Selon elle, il convient de prêter attention aux règles de construction, aux expropriations, aux conditions d'obtention de permis, aux plans directeurs, au logement abordable, aux politiques d'urbanisme parfois confidentielles et au plan TAMA 70 (métro) qui engendre des coûts fiscaux élevés. « Par exemple, une clause cachée stipulant que la construction doit être menée simultanément avec les espaces publics — si la collectivité locale construit et que vous ne pouvez dépasser une certaine hauteur sans elle, vous devez le savoir à l'avance », a conclu Me Sharon.

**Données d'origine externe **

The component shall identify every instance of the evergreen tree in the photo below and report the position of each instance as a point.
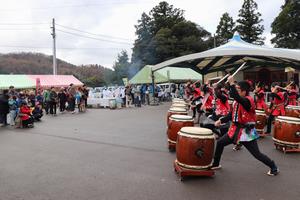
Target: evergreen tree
(286, 26)
(165, 34)
(248, 24)
(121, 67)
(225, 29)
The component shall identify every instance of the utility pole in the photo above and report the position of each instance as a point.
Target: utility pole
(54, 47)
(215, 41)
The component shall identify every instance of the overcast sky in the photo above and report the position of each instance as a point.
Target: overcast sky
(25, 25)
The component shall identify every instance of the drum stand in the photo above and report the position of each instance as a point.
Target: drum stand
(171, 145)
(183, 172)
(286, 147)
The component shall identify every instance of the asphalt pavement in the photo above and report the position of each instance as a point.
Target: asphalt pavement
(122, 154)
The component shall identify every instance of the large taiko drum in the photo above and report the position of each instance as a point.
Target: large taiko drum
(180, 105)
(287, 132)
(230, 102)
(195, 148)
(261, 121)
(176, 100)
(292, 111)
(176, 122)
(175, 111)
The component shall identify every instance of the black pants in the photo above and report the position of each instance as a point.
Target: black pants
(72, 104)
(269, 123)
(25, 123)
(47, 106)
(52, 107)
(62, 106)
(251, 146)
(3, 118)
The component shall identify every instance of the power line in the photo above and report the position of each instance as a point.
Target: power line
(102, 35)
(21, 29)
(76, 6)
(62, 48)
(23, 24)
(94, 38)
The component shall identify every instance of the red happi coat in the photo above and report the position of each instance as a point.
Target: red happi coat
(292, 97)
(208, 104)
(243, 117)
(197, 92)
(25, 110)
(278, 105)
(221, 108)
(260, 100)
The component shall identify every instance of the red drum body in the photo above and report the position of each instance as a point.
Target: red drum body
(176, 122)
(261, 121)
(292, 111)
(179, 105)
(230, 102)
(195, 148)
(175, 111)
(287, 133)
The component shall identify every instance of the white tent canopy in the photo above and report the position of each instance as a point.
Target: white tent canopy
(232, 54)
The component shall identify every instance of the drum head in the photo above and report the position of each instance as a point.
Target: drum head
(177, 109)
(178, 105)
(293, 107)
(292, 120)
(196, 131)
(260, 112)
(181, 117)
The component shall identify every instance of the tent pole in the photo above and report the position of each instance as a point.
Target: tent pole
(153, 87)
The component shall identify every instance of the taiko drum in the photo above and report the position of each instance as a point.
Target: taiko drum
(176, 122)
(261, 121)
(175, 111)
(292, 111)
(287, 132)
(195, 148)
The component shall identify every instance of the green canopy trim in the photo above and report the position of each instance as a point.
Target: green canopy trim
(18, 81)
(167, 74)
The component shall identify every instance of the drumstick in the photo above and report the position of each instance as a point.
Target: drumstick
(222, 79)
(237, 70)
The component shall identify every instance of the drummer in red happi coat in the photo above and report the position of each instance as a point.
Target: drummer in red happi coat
(242, 129)
(277, 105)
(292, 94)
(259, 97)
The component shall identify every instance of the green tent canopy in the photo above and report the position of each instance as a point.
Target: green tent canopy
(178, 74)
(167, 74)
(144, 76)
(18, 81)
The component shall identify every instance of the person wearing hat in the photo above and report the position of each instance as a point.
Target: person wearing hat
(25, 115)
(259, 97)
(242, 129)
(4, 107)
(277, 105)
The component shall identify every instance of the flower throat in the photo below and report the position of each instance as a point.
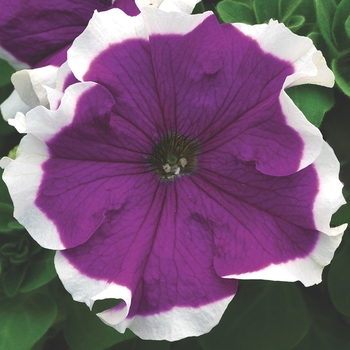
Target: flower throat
(173, 156)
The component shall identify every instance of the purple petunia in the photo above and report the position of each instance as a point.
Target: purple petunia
(37, 34)
(176, 165)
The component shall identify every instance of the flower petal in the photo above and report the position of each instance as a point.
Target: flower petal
(165, 263)
(212, 91)
(45, 27)
(312, 248)
(29, 167)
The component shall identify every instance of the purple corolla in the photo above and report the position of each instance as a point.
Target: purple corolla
(176, 165)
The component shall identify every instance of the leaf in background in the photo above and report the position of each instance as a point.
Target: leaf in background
(265, 10)
(314, 101)
(25, 319)
(341, 70)
(264, 316)
(347, 27)
(5, 72)
(328, 330)
(6, 216)
(232, 11)
(186, 344)
(325, 11)
(139, 344)
(83, 330)
(339, 32)
(339, 280)
(40, 271)
(287, 8)
(341, 216)
(296, 22)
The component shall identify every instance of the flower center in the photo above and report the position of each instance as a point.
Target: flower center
(173, 156)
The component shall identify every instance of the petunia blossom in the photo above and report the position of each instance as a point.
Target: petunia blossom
(46, 31)
(176, 165)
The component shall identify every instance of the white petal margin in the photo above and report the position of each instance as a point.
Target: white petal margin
(114, 26)
(40, 124)
(30, 90)
(308, 270)
(178, 323)
(23, 177)
(29, 83)
(12, 105)
(276, 39)
(186, 6)
(310, 68)
(5, 55)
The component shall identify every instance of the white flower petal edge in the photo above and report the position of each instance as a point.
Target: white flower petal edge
(98, 33)
(26, 169)
(186, 6)
(29, 83)
(178, 323)
(310, 68)
(12, 105)
(5, 55)
(276, 39)
(308, 270)
(40, 124)
(30, 90)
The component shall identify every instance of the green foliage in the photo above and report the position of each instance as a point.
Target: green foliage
(34, 307)
(327, 329)
(25, 319)
(339, 280)
(263, 315)
(232, 11)
(314, 101)
(5, 72)
(83, 330)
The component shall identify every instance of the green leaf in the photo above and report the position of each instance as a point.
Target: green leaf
(83, 330)
(339, 25)
(339, 281)
(342, 216)
(347, 27)
(341, 70)
(139, 344)
(12, 279)
(296, 22)
(6, 217)
(40, 271)
(25, 319)
(264, 316)
(231, 11)
(5, 73)
(314, 101)
(265, 10)
(325, 10)
(287, 8)
(328, 330)
(186, 344)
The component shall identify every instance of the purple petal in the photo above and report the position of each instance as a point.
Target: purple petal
(209, 85)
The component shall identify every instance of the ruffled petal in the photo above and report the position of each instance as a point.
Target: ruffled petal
(45, 27)
(164, 261)
(307, 266)
(211, 96)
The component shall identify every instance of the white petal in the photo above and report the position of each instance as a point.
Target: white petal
(12, 105)
(22, 177)
(309, 269)
(175, 324)
(30, 84)
(99, 35)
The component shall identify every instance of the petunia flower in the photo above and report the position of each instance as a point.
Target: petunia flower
(177, 165)
(37, 34)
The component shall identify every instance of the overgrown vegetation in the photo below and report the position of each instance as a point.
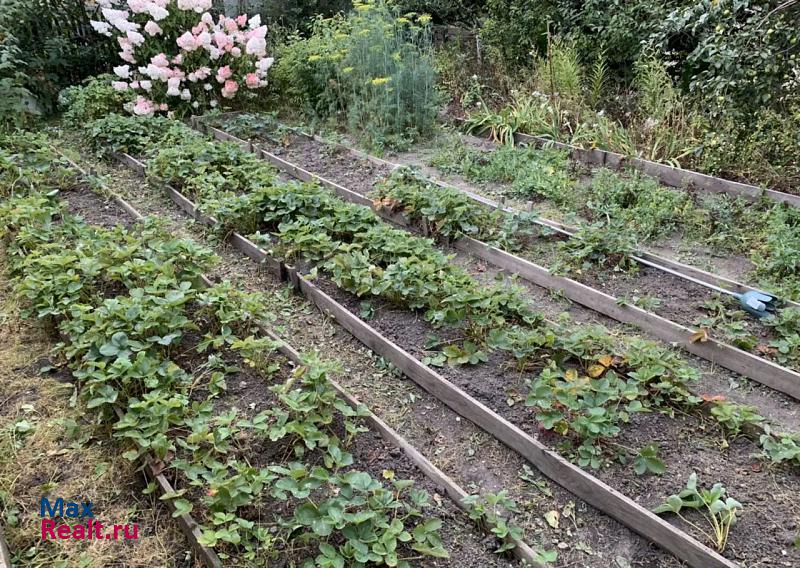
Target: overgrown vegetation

En fin de compte, une due diligence efficace ne se limite pas à exposer les problèmes, mais réside dans la capacité à traduire les risques juridiques et urbanistiques en solutions pratiques sur le terrain. L'identification précoce des signaux d'alarme permet aux promoteurs et aux acheteurs de prendre des décisions éclairées et d'éviter des surprises onéreuses.